A good example of that comes from something we had run across today. On ZDNet’s security blog the Zero Day (which at least previously was written by people that didn’t know what a zero day is) there is a post headlined “After Equifax breach, major firms still rely on same flawed software” with the sub-headline “At least seven tech giants still use the vulnerable software that hackers exploited to attack Equifax last year.” An obvious question would be what was the methodology used to determine that. If you read the post you will find out that it wasn’t actually determined at all nor was it claimed to have been. Instead what was measured was downloads of the software:
Thousands of companies have downloaded vulnerable versions of Apache Struts, a popular web server software used across the Fortune 100 to provide web applications in Java. It’s often used to power both front- and back-end applications — including Equifax’s public website.
Downloading a vulnerable version of software doesn’t mean you rely or use it. For example, when we are dealing with hacked websites we might need to download older versions of software to use to compare the copy of the software on the website to a clean copy.

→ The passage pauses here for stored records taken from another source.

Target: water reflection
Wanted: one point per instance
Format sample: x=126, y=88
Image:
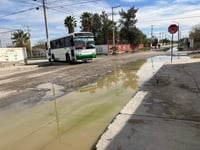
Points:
x=124, y=76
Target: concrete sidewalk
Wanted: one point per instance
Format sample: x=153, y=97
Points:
x=163, y=115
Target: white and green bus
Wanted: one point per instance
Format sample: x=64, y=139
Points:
x=79, y=46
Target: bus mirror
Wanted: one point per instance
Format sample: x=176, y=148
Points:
x=72, y=42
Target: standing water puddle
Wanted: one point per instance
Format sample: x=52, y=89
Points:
x=76, y=120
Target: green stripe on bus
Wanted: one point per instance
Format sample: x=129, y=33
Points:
x=79, y=57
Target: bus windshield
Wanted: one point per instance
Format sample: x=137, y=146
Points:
x=84, y=42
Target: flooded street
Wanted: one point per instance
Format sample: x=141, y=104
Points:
x=76, y=120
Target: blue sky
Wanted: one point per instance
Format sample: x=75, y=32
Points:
x=158, y=14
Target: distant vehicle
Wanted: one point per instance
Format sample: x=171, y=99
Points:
x=78, y=46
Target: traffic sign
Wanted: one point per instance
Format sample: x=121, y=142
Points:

Later in the post it was mentioned that Fortune had reported on this prior to ZDNet:
Fortune was first to report the data.
The Fortune story has a more accurate headline “Thousands of Companies Are Still Downloading the Vulnerability That Wrecked Equifax”. Here is how they source that:
As many as 10,801 organizations—including 57% of the Fortune Global 100—have downloaded known-to-be-vulnerable versions of Apache Struts, the popular, open source software package that attackers targeted to loot Equifax, from March 2017 through February 2018, according to data from Sonatype, a Goldman Sachs-backed cybersecurity startup that tracks code pulled by software developers.
And here is how Sonatype determined that:
Sonatype was able to collect the data it shared with Fortune, Jackson explains, because it maintains a code repository, Maven Central, relied upon by many software developers as they build applications. When requests for code components come in, Sonatype is able to conduct reverse lookups on the requesters’ IP addresses, and thereby determine from which organizations they originated.
So Sonatype is the one distributing the insecure software to these companies and also tracking what they are downloading, which seems like it might be what those journalists might want to cover.